次は、ノズルと成型テーブルとの間がツライチになるようにアライメントします。自動ではなく、手動操作でテーブルを動かします。操作は端末を通してしますが、フィラメントの交換とアライメントだけはiPhoneでできたので、手元でできる分、こちらの方が楽です。ノズルヘッド小さいし、隙間せまいので、老眼が進んだ僕にはツライです(老眼は生まれた瞬間からはじまっているんだぜ!)
一応、フィラメントの交換をひと通りやっておきたくて、セットしたフィラメントを一度外しました。ところが、再セットができず、ヘッドを取り外すはめになりました。
基板むき出しで脆そうですし、僕は機械好きですが、恐れず触ってしまうせいで壊し屋なので、すごく緊張しました。
結果的には取り外す必要はなく、きちんとフィラメントが奥まで届いていないせいでした。イージーなミスですが、この手のものは初めて触るので、勝手がわかりません。自分の入手経路的に、修理サポート等は期待できそうにないので、本当に焦りました。
初めての出力は、付属のソフトに公開されている鉄男風のペンダントトップです。
早く仕上がりが見たかったので、積層ピッチは200μ。
それでも厚み1m程度で15分くらいかかりました。
僕としては、仕上げは別におこなうつもりなので、積層ピッチは最大の340μで、効率化を図りたいところ。
次に自前のSTLファイルを出力しようとしましたが、これはできませんでした。
推測ですが、下の写真のデータ容量は60MBを超えていました。おそらく、出力できるデータ容量があるのかもしれません。
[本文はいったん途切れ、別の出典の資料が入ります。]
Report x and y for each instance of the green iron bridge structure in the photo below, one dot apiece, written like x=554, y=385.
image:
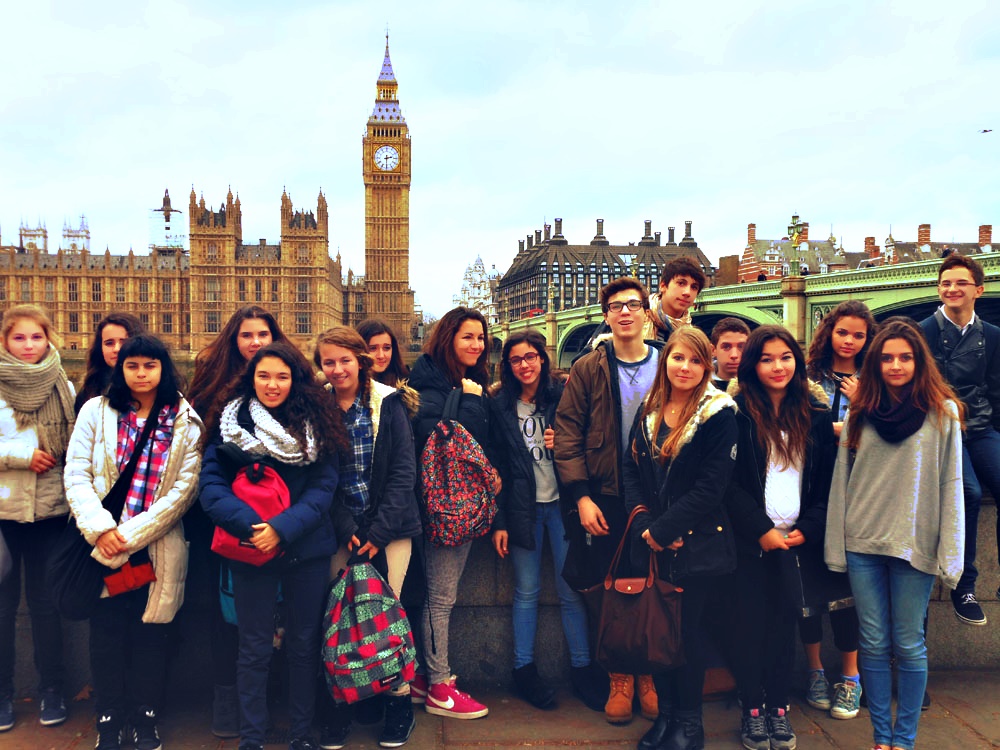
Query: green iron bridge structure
x=797, y=302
検証用に600KB程度の単純なオブジェクトを出力してみましたが、こちらはできました(フィラメントがもったいないので、途中でキャンセル。
◯ブリムとラフト
出力物が反り返って変形しないように、成型テーブルに接着するサポート材の方式が2種類あり、ラフトはその名の通り、イカダのように成型物をのせるようなテーブルを作って、その上に出力します。
この戦車も一般公開されていたもので、出力ピッチはもっとも低い340μです。さすがに砲身部分はキチンと成型できていません。
ブリムは、選択して出力したら理解できました。
メイドさんの頭の上にのってる飾りは、ホワイトブリムっていうらしいですね。
◯まとめ
お試し的に出力してみました。
夢のあるガジェットです。
思っていた以上に制限がありましたが、そのあたりを探っていくのも楽しいです。
出力のスピードの遅さがネックですね。
量産には向かないと思いました。
ひとまず、フィラメントが安定供給されるのを待って、それまで出力データを仕込もうと思っています。